GNU/Linux has the extremely useful valgrind so if you're on that platform I suggest you go use that. If you're on MacOS X or FreeBSD, you're probably the least supported by me (but only because I don't have access to such a system).
MSVC, to Microsoft's credit, actually comes with plenty of memory leak and corruption detection code in its debug heap - it's just not fully enabled by default. This of course comes with the price of the debug heap not behaving like the release one (which famously in MSVC5 (or was it v4?) realloc() just plain didn't work) but nevertheless, with a small amount of extra work from you you can get most of the functionality of valgrind with less than a 5% loss in performance.

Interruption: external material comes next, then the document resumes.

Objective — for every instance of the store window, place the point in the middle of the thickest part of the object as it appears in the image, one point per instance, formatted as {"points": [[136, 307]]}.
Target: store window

If you wish to trap memory leaks, include this code after all other include's in your C++ file but before the main body:
#include <FXMemDbg.h> #if defined(DEBUG) && !defined(FXMEMDBG_DISABLE) static const char *_fxmemdbg_current_file_ = __FILE__; #endif
Lastly, MSVC's debug heap runs a heap validation check every 1024 allocations and frees and this will usually catch memory corruption, though somewhat belatedly. You can force a check while trying to localise the cause during debugging using FXMEMDBG_TESTHEAP. I'd also look into _CrtSetDbgFlag() if you want more enhanced control (FXProcess sets it for the application).